Mucizelerle Yeniden
Yazın en sıkıntılı aylarına girmeye az kaldı, ısının ve nemin bizi yarı oksitleyip yarı buharlaştırması sonucu neye evrileceğimizi ben de bilmiyorum. Neyse ki teknoloji genişleyen zekasıyla hala hayatı çekilir halde tutmaya devam ediyor.
Genç neslin dijital hayata doğmuş olması benim jenerasyonumun işini epeyce zorlasa da döküle döküle yetişmeye çalışıyoruz peşlerinden. Sürekli sorularımızla onların tahammül sınırlarını nereye kadar zorlarız bilemem artık. Tek bildiğim bu işin peşini asla bırakmamamız gerektiği.
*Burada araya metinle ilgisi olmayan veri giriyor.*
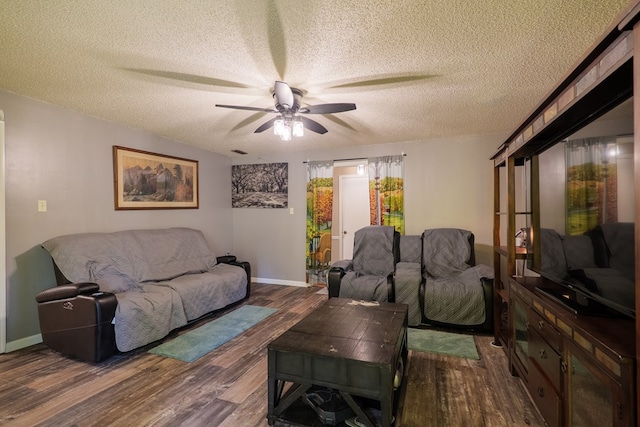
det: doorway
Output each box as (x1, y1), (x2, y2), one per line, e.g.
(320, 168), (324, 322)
(338, 174), (370, 259)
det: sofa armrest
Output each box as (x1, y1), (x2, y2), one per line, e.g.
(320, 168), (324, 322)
(480, 277), (494, 333)
(217, 255), (237, 264)
(36, 282), (101, 303)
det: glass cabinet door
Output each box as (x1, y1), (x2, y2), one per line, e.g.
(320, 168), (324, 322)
(567, 348), (613, 426)
(512, 296), (528, 371)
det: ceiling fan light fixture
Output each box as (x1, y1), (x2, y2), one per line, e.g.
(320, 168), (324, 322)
(292, 118), (304, 137)
(274, 117), (285, 136)
(281, 123), (292, 141)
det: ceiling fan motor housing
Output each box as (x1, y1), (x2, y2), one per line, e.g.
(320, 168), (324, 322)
(274, 87), (303, 115)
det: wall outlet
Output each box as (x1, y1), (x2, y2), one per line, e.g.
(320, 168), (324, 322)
(37, 200), (47, 212)
(289, 207), (294, 215)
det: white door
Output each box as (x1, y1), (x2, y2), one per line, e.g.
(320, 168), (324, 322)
(339, 175), (370, 259)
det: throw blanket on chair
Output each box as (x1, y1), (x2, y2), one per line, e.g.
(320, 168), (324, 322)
(422, 229), (493, 325)
(339, 226), (396, 302)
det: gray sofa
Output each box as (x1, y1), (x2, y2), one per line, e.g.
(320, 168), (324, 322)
(35, 227), (250, 361)
(329, 227), (493, 332)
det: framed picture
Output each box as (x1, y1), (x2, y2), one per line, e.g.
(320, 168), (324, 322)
(232, 162), (288, 208)
(113, 145), (199, 210)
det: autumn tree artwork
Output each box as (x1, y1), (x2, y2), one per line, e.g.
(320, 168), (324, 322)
(232, 163), (288, 208)
(113, 146), (198, 210)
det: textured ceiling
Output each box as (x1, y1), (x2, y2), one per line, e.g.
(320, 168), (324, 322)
(0, 1), (632, 157)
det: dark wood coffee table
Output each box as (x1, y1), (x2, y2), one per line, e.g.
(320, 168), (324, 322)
(267, 298), (408, 427)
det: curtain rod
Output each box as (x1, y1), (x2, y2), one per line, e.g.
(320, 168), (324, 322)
(303, 152), (406, 163)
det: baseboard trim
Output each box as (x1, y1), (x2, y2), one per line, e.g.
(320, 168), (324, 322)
(5, 333), (42, 353)
(252, 277), (309, 287)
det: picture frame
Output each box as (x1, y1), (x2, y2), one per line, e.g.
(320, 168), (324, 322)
(113, 145), (199, 210)
(232, 162), (288, 208)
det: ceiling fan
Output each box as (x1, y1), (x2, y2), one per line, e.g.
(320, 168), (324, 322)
(215, 81), (356, 140)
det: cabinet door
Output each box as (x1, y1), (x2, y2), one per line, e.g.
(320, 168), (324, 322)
(565, 341), (630, 426)
(511, 294), (528, 375)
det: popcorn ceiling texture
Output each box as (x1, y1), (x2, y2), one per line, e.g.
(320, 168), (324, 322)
(0, 0), (631, 156)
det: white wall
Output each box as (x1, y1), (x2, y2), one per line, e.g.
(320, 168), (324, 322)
(232, 134), (501, 284)
(2, 90), (234, 349)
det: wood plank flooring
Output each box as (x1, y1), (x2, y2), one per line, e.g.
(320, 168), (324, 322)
(0, 283), (543, 427)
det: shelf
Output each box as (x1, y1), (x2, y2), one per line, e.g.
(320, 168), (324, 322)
(495, 246), (529, 259)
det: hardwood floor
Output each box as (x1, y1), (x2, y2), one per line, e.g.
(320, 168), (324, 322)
(0, 283), (543, 427)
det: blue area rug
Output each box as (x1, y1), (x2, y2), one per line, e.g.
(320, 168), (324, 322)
(408, 328), (479, 359)
(149, 305), (277, 362)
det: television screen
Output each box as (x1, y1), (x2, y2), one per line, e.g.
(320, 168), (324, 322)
(530, 97), (635, 319)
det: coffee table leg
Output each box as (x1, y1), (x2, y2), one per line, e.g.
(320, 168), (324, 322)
(340, 391), (375, 427)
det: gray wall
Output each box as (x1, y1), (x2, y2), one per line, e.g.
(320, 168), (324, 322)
(2, 90), (234, 349)
(2, 88), (503, 350)
(232, 134), (500, 284)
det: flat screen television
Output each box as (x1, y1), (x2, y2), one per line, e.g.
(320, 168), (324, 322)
(528, 97), (635, 319)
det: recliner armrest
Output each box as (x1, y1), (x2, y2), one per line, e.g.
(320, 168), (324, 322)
(328, 266), (347, 298)
(36, 283), (101, 303)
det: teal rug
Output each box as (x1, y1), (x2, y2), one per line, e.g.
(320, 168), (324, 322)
(408, 328), (479, 359)
(149, 305), (277, 362)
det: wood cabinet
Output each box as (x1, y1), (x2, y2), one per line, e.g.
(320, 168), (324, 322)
(510, 278), (635, 426)
(491, 2), (640, 425)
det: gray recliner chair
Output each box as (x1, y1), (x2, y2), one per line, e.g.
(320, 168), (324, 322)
(328, 225), (400, 302)
(420, 228), (494, 332)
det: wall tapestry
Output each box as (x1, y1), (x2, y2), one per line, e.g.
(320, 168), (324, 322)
(565, 136), (617, 235)
(232, 162), (288, 208)
(113, 145), (198, 210)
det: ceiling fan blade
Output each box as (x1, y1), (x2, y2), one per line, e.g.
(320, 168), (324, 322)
(300, 116), (328, 134)
(274, 81), (294, 109)
(123, 68), (252, 89)
(326, 74), (437, 89)
(254, 117), (278, 133)
(299, 103), (357, 114)
(216, 104), (277, 113)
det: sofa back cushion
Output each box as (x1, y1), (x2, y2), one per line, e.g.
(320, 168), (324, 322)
(352, 226), (397, 276)
(42, 228), (217, 293)
(422, 228), (474, 279)
(562, 235), (597, 270)
(539, 228), (568, 281)
(598, 222), (635, 281)
(399, 235), (422, 264)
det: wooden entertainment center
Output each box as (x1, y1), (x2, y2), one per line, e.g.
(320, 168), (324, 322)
(491, 2), (640, 425)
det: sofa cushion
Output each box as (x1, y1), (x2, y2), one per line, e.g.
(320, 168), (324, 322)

Eskiden beri korkulan Ele güne muhtaç olmamak” anlayışının yaş ortalaması da oldukça düşerek “Çoluğa çocuğa muhtaç olmayalıma” dönüştü.
Yeni doğanlar artık iyice eminim ki dijital hayatı öğrenip geliyorlar. Küçücük parmaklar neyi ne zaman öğrendi de bu kadar seri çalışıyor. Sen bebek sayılırsın henüz; altında bez, ağzında emzikle video indiriyorsun. Tay tay durmayı öğren önce. Cinsimiz doğduğunda hala bakıma muhtaç bari evrimini bu yönde geliştir.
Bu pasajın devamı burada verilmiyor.